Times of refreshing here in Your presence
No greater blessing than being with You
My soul is restored, my mind is renewed
There’s no greater joy, LORD, than being with You
From November 17-19, I was blessed to be given the opportunity to take part in the National Prayer Gathering at the Waterfront Hotel in Cebu. It was indeed a life-changing experience. It wasn’t in the grandeur of the event or the joy of fellowshipping with fellow believers that made the experience so memorable (although admittedly, those factors were awesome bonuses). It was in those precious moments at the wee hours of the morning and those still evenings as we retired to our respective rooms – those moments when His presence was real and personal and felt. Those moments are what made this event memorable to me.
More than the little Cebu and Bohol trinkets and the sweet, fun photos, it is the feeling of His indwelling presence that I am carrying back home with me.
Oh, to sense Him! What Christian’s heart would not leap at the thought of it!

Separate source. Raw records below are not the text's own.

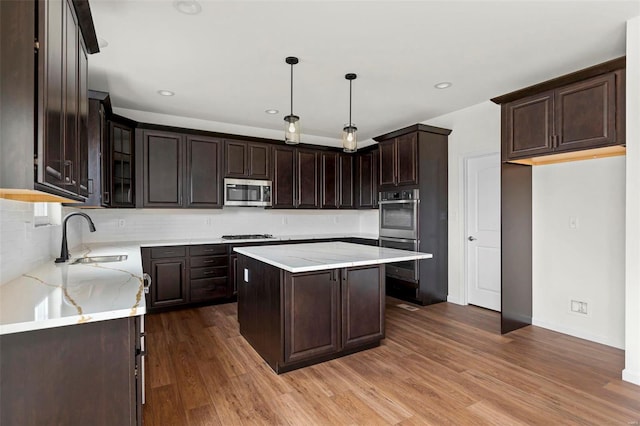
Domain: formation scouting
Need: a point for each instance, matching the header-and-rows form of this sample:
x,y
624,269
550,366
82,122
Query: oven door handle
x,y
399,202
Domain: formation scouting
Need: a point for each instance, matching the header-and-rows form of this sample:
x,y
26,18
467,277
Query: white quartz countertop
x,y
55,295
308,257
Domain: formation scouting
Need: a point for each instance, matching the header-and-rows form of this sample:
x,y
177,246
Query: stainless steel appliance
x,y
399,229
247,192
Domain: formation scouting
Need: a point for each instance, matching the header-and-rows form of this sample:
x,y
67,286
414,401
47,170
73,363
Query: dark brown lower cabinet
x,y
296,320
84,374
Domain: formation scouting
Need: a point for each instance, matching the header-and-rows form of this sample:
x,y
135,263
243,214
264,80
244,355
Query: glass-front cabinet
x,y
122,169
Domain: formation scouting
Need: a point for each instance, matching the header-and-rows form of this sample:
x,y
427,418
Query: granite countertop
x,y
331,255
55,295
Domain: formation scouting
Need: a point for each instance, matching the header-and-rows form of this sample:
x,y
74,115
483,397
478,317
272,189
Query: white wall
x,y
163,224
631,372
585,263
475,131
22,246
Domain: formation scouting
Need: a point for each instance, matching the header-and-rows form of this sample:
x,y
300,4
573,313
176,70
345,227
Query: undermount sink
x,y
101,259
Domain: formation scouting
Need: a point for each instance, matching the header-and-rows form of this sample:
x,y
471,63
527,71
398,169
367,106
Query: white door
x,y
483,231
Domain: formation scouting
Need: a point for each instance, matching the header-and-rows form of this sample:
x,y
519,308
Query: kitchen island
x,y
301,304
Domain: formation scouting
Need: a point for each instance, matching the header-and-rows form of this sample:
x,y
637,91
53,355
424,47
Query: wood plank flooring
x,y
443,364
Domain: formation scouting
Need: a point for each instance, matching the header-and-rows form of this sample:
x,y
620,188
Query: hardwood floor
x,y
442,364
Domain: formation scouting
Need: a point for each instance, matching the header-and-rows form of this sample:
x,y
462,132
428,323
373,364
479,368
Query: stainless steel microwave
x,y
247,192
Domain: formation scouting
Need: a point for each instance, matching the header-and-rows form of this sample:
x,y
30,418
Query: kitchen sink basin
x,y
101,259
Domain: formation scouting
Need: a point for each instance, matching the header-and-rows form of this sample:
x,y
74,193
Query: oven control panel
x,y
406,194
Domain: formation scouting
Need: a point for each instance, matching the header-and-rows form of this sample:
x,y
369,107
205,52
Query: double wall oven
x,y
399,211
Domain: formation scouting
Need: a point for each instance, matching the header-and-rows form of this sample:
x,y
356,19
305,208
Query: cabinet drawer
x,y
197,273
208,288
199,262
207,250
164,252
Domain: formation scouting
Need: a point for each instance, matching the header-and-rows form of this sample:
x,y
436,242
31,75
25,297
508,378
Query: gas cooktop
x,y
247,237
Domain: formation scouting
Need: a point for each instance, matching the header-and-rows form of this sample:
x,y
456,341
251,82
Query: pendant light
x,y
349,138
292,122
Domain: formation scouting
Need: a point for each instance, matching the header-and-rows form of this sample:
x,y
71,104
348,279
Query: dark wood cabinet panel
x,y
307,178
529,126
235,159
247,159
346,185
407,159
585,114
398,160
388,162
82,374
51,53
577,116
363,305
259,160
120,166
284,186
203,181
162,169
329,180
311,312
367,179
168,285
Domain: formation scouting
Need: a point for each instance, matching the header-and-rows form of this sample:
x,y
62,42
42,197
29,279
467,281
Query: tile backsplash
x,y
23,246
165,224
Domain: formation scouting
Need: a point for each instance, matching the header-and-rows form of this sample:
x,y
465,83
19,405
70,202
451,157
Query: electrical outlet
x,y
573,222
579,307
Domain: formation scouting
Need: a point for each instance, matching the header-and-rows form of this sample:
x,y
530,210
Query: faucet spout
x,y
64,250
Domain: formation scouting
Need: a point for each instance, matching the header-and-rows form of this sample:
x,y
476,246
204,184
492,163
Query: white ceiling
x,y
227,64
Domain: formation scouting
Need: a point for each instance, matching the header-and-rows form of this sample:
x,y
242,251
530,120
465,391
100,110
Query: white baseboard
x,y
604,340
631,376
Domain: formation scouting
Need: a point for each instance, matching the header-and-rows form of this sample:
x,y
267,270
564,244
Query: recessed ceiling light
x,y
188,7
443,85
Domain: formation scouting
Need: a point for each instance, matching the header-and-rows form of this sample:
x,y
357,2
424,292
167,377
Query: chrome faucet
x,y
64,250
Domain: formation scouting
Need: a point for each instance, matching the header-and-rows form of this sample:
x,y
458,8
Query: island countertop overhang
x,y
309,257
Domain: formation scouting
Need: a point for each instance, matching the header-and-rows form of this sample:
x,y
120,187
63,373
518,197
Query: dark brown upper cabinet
x,y
284,168
63,100
180,170
579,111
307,178
330,179
398,161
367,180
203,180
120,166
247,160
346,189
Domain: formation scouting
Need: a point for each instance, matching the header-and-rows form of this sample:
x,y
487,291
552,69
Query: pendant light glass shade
x,y
292,122
349,138
349,131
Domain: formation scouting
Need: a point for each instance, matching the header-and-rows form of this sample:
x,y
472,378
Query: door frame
x,y
464,293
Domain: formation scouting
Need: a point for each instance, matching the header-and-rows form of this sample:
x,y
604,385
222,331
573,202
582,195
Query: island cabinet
x,y
298,319
247,160
84,374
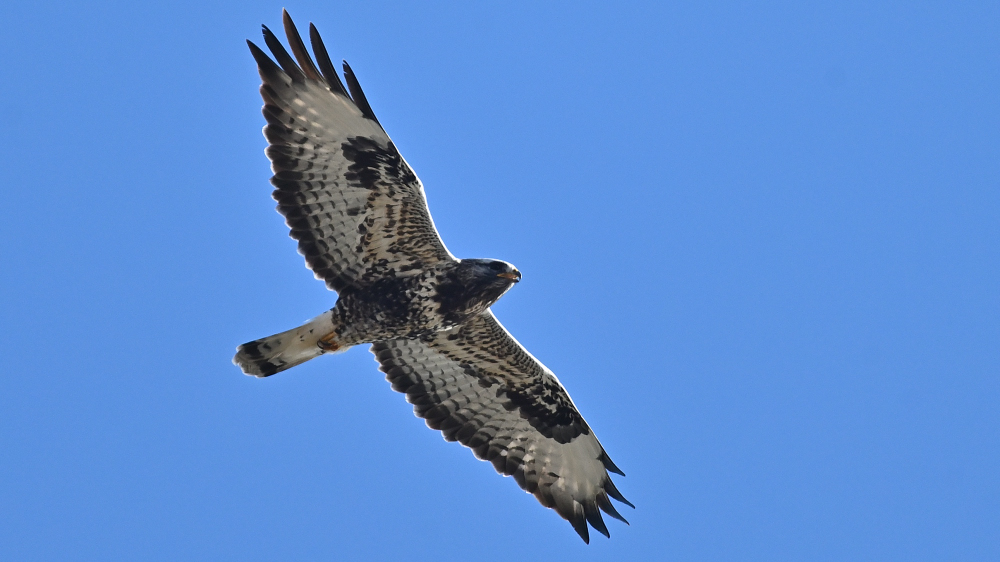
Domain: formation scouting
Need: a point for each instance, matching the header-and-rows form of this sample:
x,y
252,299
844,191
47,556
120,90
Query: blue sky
x,y
760,246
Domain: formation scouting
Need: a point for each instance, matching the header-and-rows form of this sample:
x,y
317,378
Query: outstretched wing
x,y
356,208
479,387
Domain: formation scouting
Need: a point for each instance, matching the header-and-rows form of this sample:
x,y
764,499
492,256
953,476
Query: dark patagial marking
x,y
369,162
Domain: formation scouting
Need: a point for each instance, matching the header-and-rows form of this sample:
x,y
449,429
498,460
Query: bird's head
x,y
491,272
482,281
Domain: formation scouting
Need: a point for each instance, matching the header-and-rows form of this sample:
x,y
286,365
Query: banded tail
x,y
273,354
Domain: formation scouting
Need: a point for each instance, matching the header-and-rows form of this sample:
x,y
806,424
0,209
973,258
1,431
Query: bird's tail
x,y
273,354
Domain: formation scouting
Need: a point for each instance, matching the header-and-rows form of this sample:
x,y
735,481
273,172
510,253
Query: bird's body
x,y
360,217
417,305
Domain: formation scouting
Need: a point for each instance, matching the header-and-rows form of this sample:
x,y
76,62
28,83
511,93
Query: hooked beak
x,y
514,276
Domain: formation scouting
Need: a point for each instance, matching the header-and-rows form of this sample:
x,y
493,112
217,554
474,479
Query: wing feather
x,y
478,386
349,198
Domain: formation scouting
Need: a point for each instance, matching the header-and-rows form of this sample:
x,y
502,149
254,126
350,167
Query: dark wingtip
x,y
580,526
609,465
298,47
264,62
607,507
612,491
324,62
357,94
594,518
282,56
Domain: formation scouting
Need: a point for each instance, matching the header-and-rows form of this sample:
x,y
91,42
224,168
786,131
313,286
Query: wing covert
x,y
351,201
480,387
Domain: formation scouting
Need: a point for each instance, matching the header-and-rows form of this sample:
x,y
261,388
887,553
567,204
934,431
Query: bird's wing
x,y
480,387
356,208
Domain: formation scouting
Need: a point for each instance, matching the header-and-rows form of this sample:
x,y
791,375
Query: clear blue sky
x,y
760,244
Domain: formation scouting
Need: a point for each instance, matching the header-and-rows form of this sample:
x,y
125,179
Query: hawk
x,y
361,221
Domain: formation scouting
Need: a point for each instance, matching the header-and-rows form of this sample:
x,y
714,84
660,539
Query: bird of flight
x,y
361,220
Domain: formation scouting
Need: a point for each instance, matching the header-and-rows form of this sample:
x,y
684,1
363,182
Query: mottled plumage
x,y
360,218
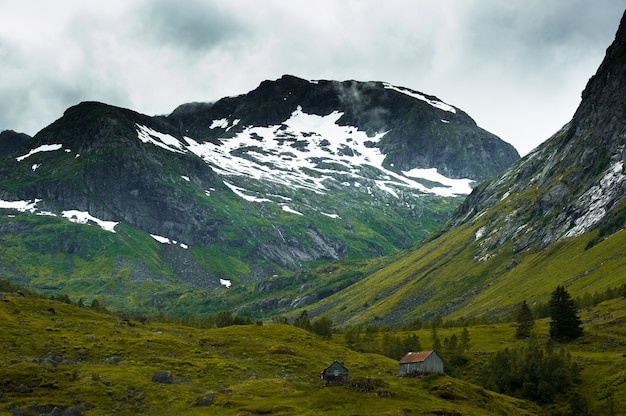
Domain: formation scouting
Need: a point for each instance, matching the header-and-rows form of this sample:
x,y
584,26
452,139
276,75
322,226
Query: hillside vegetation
x,y
59,355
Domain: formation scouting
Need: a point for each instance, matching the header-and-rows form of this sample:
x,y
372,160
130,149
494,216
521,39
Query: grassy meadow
x,y
60,355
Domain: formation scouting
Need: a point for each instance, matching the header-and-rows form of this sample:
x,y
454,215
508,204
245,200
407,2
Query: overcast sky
x,y
517,67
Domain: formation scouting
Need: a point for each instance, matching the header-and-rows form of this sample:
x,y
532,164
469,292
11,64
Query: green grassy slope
x,y
55,354
445,276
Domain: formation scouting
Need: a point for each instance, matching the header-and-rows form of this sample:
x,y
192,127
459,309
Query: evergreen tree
x,y
465,341
565,324
525,321
434,336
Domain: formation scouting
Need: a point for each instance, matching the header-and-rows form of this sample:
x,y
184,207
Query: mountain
x,y
10,141
140,211
556,217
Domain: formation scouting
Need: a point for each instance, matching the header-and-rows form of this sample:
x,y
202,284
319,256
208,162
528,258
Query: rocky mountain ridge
x,y
292,173
555,217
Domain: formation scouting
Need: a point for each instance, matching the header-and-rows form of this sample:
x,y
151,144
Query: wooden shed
x,y
336,373
421,363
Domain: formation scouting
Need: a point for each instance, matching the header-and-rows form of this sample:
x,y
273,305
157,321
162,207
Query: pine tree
x,y
465,341
525,321
565,324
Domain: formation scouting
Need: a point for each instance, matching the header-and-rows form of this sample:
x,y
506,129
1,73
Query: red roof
x,y
415,357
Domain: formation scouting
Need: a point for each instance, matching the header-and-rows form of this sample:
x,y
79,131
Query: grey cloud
x,y
194,25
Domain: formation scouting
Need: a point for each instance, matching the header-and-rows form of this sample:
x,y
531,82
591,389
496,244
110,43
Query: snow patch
x,y
165,240
83,217
162,140
290,210
435,103
239,192
596,200
450,186
42,148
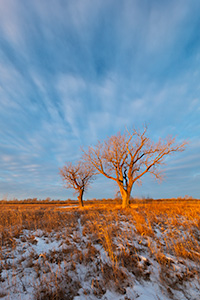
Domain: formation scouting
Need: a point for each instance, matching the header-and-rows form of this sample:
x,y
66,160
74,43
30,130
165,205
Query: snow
x,y
41,256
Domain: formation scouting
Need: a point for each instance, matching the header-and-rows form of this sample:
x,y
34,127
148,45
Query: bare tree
x,y
125,158
78,177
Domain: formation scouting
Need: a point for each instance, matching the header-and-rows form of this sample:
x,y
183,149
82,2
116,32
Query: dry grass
x,y
118,247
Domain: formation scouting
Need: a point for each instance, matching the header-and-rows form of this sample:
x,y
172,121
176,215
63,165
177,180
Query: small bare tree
x,y
78,177
125,158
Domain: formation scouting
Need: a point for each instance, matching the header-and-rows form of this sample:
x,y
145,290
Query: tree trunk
x,y
80,198
125,198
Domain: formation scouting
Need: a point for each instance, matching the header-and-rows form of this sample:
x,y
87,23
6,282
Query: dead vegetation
x,y
50,253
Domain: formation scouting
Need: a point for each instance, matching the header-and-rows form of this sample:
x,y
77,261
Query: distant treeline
x,y
116,200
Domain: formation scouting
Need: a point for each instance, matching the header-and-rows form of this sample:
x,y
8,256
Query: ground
x,y
150,251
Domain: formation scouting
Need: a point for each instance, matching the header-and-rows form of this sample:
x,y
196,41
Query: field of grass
x,y
150,251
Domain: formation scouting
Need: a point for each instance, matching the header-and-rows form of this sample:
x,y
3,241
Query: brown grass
x,y
167,231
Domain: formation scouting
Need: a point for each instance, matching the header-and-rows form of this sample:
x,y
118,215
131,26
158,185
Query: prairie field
x,y
150,251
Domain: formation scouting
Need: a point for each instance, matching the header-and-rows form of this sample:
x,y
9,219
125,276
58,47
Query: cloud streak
x,y
75,72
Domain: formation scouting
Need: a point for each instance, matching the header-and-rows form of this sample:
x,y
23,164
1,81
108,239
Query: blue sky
x,y
75,72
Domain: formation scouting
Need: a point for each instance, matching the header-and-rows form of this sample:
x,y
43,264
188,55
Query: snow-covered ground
x,y
98,255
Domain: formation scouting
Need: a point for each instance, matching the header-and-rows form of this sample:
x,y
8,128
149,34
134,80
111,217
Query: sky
x,y
75,72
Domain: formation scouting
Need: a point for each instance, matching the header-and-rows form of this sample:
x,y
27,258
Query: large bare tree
x,y
78,177
126,157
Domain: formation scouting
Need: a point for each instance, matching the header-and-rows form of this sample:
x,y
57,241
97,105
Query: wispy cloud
x,y
75,72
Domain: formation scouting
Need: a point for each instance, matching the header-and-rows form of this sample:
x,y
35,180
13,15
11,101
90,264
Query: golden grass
x,y
167,231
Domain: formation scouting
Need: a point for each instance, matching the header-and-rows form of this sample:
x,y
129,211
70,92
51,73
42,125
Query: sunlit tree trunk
x,y
125,197
80,198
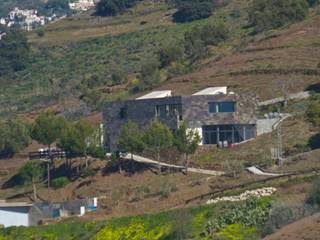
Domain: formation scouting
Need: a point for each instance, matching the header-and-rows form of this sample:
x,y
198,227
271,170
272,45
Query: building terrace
x,y
217,115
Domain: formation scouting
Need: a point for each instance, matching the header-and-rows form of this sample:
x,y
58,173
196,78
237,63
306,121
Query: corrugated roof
x,y
156,94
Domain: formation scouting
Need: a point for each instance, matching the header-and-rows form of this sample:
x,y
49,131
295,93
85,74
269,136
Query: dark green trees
x,y
47,128
186,141
14,51
189,11
130,139
270,14
14,137
157,138
32,173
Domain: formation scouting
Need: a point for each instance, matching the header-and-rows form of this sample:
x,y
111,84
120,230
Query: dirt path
x,y
305,229
155,163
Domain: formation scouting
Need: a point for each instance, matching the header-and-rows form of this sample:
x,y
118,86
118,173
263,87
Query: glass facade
x,y
168,110
221,107
230,133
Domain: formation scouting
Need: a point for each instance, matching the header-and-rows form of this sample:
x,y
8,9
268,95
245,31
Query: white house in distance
x,y
82,5
18,214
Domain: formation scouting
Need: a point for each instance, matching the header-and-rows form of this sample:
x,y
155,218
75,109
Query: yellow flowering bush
x,y
135,231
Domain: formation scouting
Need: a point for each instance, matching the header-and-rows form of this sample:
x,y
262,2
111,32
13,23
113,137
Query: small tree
x,y
14,136
77,139
157,138
130,139
186,141
46,130
32,173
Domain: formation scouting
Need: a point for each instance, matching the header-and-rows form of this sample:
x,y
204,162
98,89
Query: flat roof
x,y
156,94
212,91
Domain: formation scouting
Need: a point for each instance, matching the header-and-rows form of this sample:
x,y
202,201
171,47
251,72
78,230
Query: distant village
x,y
29,19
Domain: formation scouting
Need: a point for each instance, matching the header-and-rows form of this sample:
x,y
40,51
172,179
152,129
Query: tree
x,y
76,139
198,39
14,51
186,141
46,130
170,53
269,14
14,137
157,138
32,172
150,74
130,139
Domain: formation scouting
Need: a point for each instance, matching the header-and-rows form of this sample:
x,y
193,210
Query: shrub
x,y
249,213
280,216
60,182
197,40
113,7
313,3
169,54
97,152
88,172
40,33
313,111
270,14
314,141
135,231
149,75
314,195
237,232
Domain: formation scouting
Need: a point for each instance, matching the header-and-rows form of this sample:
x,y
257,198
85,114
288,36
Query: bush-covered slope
x,y
95,59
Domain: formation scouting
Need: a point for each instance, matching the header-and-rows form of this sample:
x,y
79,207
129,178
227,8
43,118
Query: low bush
x,y
250,213
270,14
314,194
60,182
135,231
190,11
313,111
314,141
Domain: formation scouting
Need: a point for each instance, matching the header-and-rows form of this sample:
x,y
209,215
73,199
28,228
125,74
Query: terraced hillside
x,y
290,56
87,59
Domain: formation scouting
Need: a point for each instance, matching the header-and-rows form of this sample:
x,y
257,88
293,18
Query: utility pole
x,y
279,140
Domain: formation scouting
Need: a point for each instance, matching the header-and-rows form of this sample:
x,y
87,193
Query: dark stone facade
x,y
194,110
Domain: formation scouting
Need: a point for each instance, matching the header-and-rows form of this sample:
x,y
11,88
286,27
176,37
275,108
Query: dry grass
x,y
85,26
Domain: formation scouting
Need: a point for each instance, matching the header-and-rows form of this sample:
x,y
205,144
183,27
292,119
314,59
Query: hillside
x,y
93,59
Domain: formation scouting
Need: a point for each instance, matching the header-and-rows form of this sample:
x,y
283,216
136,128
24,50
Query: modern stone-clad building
x,y
218,115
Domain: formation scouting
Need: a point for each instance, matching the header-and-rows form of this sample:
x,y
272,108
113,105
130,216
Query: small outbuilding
x,y
19,214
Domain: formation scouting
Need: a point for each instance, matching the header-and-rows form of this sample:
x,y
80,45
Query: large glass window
x,y
216,107
230,133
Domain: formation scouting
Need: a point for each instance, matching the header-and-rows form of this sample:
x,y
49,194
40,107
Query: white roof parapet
x,y
156,94
212,91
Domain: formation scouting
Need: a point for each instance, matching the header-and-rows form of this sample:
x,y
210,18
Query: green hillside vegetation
x,y
204,222
97,59
47,8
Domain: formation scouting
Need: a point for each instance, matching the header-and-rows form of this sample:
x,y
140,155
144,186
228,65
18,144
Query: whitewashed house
x,y
19,214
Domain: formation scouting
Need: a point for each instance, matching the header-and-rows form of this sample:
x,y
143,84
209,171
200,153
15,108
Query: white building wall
x,y
199,130
14,216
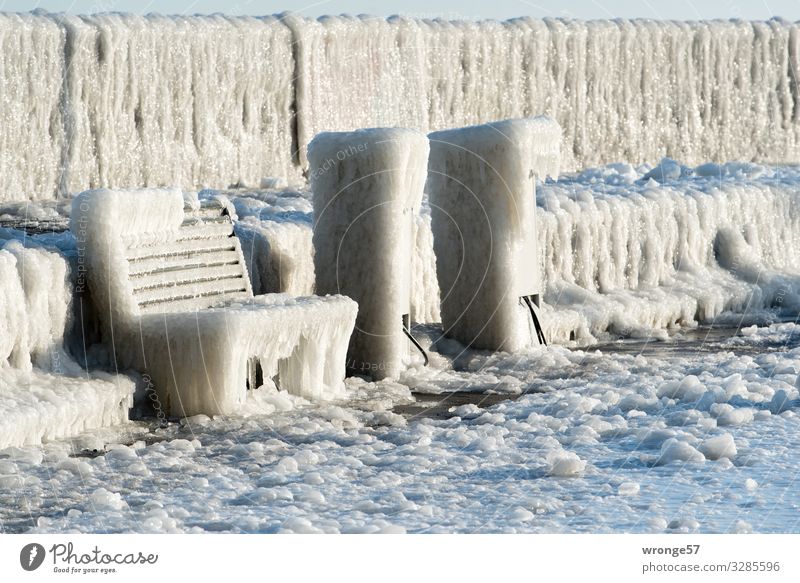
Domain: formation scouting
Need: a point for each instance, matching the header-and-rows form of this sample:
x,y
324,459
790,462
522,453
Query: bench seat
x,y
175,301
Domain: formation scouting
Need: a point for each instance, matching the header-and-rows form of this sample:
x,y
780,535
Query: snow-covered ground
x,y
690,432
692,440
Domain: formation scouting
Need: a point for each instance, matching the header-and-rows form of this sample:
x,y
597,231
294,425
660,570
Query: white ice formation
x,y
367,187
44,394
175,301
125,100
481,184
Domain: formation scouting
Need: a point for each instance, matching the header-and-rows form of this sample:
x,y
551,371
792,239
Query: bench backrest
x,y
147,252
202,267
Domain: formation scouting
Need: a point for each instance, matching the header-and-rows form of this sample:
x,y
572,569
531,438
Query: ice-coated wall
x,y
367,186
630,255
159,101
481,183
621,90
31,124
125,100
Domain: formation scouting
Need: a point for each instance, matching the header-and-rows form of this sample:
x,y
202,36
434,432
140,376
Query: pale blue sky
x,y
452,9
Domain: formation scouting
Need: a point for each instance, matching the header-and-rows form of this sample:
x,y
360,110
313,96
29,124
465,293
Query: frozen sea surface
x,y
695,436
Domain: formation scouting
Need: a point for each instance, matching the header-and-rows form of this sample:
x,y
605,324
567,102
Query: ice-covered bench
x,y
174,300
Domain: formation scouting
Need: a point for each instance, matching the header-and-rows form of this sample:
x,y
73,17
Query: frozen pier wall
x,y
125,100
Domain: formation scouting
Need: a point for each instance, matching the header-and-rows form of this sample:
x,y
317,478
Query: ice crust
x,y
116,100
197,350
481,184
44,394
367,187
588,446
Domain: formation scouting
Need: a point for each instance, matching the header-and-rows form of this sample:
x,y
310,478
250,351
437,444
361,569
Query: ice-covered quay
x,y
175,293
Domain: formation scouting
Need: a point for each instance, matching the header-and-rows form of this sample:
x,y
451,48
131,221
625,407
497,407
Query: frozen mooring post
x,y
367,186
482,191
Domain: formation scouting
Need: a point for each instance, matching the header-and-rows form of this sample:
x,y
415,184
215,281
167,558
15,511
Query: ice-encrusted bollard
x,y
367,186
482,192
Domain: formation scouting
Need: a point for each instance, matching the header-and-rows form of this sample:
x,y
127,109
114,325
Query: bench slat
x,y
205,230
189,274
181,247
192,259
171,293
193,304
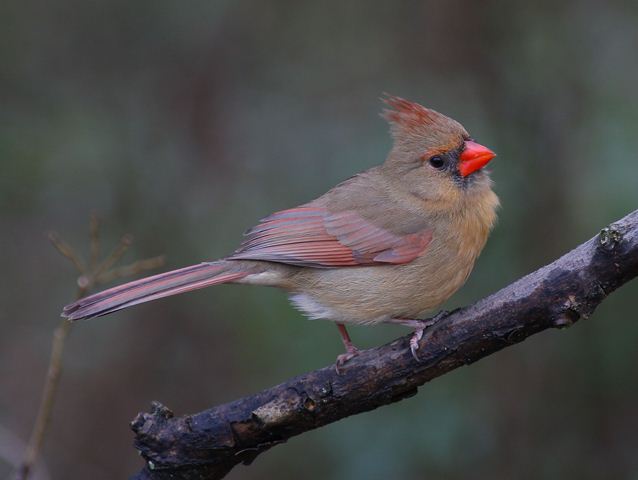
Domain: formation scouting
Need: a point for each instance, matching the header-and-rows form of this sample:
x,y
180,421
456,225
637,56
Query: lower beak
x,y
474,157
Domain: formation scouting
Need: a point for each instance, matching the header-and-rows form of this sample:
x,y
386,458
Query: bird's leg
x,y
351,350
419,326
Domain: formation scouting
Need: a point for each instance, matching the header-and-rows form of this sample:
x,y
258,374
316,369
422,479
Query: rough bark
x,y
207,445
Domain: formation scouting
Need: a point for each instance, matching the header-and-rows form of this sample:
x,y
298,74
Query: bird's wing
x,y
312,236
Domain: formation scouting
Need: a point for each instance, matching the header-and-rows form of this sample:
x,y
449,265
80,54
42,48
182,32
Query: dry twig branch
x,y
207,445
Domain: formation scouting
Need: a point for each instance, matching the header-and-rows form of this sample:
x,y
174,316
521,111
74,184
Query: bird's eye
x,y
437,161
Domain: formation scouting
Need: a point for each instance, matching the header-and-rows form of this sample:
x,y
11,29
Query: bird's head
x,y
433,156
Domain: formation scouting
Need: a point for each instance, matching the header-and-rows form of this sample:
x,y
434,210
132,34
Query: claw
x,y
418,332
414,342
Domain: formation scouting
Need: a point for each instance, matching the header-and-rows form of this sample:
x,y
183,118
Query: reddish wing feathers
x,y
313,237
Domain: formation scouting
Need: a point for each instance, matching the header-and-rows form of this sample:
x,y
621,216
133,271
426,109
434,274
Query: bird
x,y
387,245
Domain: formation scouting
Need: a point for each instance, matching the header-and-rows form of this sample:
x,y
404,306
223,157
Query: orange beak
x,y
474,157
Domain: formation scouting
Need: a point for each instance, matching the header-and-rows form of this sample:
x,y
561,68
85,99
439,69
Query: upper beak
x,y
474,157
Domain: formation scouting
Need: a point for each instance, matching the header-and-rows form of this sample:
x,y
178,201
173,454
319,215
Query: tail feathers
x,y
151,288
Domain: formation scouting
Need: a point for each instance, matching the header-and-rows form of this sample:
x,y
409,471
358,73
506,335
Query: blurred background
x,y
183,123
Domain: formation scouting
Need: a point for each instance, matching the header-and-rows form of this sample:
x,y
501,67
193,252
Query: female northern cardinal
x,y
384,246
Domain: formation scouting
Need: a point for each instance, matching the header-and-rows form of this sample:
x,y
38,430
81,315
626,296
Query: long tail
x,y
152,288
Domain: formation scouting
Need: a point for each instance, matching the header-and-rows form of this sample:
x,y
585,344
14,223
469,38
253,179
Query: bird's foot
x,y
418,332
351,350
350,353
419,327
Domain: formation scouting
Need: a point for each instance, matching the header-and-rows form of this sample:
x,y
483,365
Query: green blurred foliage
x,y
184,123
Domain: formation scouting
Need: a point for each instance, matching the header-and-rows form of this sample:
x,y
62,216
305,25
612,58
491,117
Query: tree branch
x,y
207,445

One of the key issues tackled during the event was our pursuit of God, our quest to have a more intimate relationship with our Savior, our journey to see His face and hear His voice. It is paradoxical how simple in theory, but how utterly complex in application this quest is. The mind races off in advance even before the heart, the soul, the flesh is completely prepared to handle the consequences. The mind races off to say “Yes!” with a heart that is indeed willing, while the soul, the flesh gears itself for the pain dying to self will bring about. Still… His grace abounds, and because of that, the answer will remain “Yes!”
The Lord stands witness to the contents of my heart. He knows my desire to completely be His, and by faith, I am holding on to His promise that by His blood, indeed I have been redeemed. My heart soars with anticipation even as I dare to imagine what He has in store, praying that I never lose sight of the fact that it is all Him and I am but a vessel made to contain His glory. I am nothing apart from Him; thus, I have nothing to boast of apart from Him.
I wait for Him. I wait on Him. I wait, but more than that, I long. I anticipate. I pine…
For that sweet day when I will see His face, and hear Him say, “Yes, my daughter, you are indeed Mine.”
But while I wait, here I am, in pursuit… yearning… chasing… for those times of refreshing spent with Him.